The city opened the sandbag operation in a large city garage where three sandbag machines called spiders produce as many as 18,000 sandbags per hour.

The machines automatically distribute the correct amount of sand down a series of tubes, filling bags held by volunteers. As bags are filled they are stacked on pallets, loaded on trucks and moved to storage areas.

Loading sand
First, sand is loaded from a pile outside to a bin connected to a conveyer belt. Fargo plans to fill 1 million sandbags in the next 10 days; half for use in the city and half for use in rural areas nearby.
MPR Photo/Nathaniel Minor

"It's so organized. Do we get good after four floods in five years? Probably, said Fargo Mayor Dennis Walaker, praising the efficient operation run by city staff and volunteers. "But it's good to see all the activity."
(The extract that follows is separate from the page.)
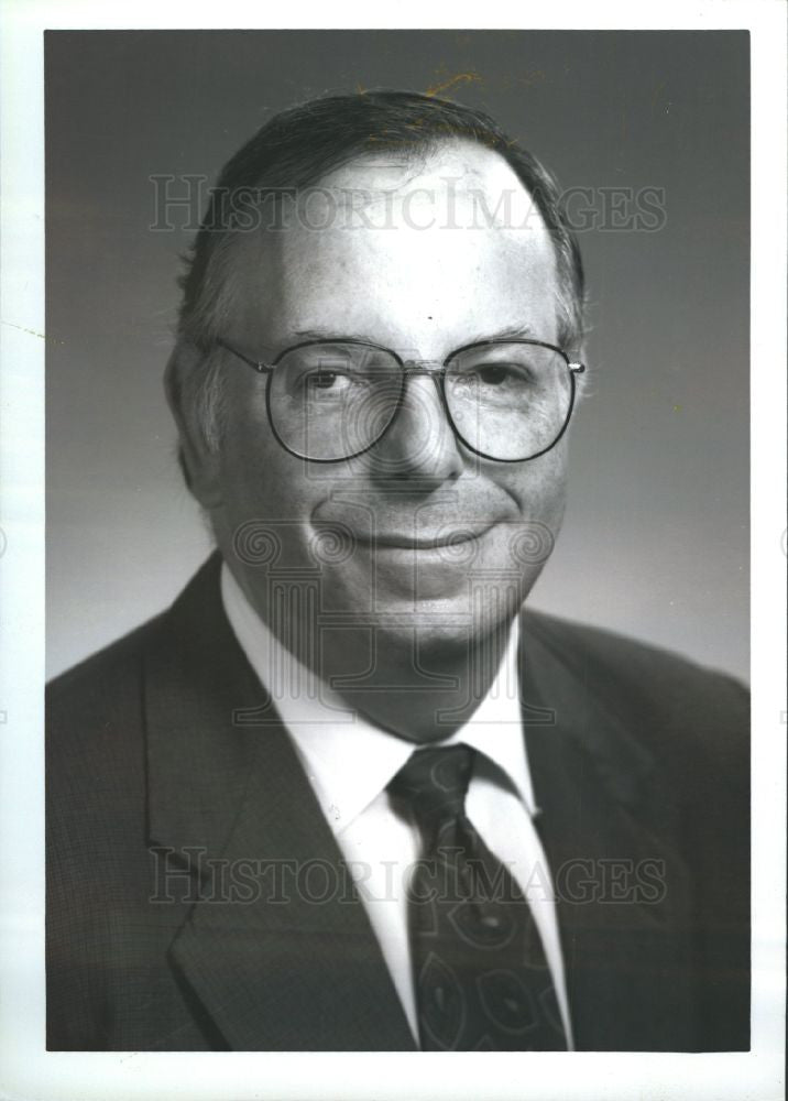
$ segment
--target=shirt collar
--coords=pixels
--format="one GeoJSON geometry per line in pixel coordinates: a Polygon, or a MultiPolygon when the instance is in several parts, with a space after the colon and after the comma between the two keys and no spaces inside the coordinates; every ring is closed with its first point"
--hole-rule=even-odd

"We have three sandbag machines operating in here right now," said Bruce Grubb, who manages the sandbag operation. "Each of them have the ability to produce about 6,000 sandbags an hour."

While sandbag operations are in high gear in Fargo, it's quiet across the river in Moorhead, where volunteers are not filling any sandbags.

Moorhead has about 400,000 sandbags left over from the 2011 flood. City manager Michael Redlinger said that amount should be more than enough for even the National Weather Service's worst-case flood.

Fargo also has sandbags in storage, left over from the 2011 flood. The city will fill enough sandbags to be prepared for the worst-case scenario in the current National Weather Service flood outlook, a flood similar to the record-setting 40.8 foot river level in 2009.

Even at that level, Fargo would need far fewer sandbags than were used in 2009. About 2.5 million sandbags were used to protect Fargo homes in 2009, but a similar river level this year would require an estimated 980,000 sandbags.

During the 2009 flood, Moorhead used 1.9 million sandbags to protect homes. The same river level this year would require about 360,000 sandbags.

More than 200 homes near the Red River have been purchased since 2009. In some flood-prone neighborhoods, all of the homes where volunteers stacked thousands of sandbags in 2009 are now gone, replaced by permanent earthen levees.

In 2009, Fargo constructed 46 miles of emergency protection, including earthen levees on streets and sandbag dikes in backyards. For the same river level this year, city engineers estimate 16 miles of emergency protection would be needed.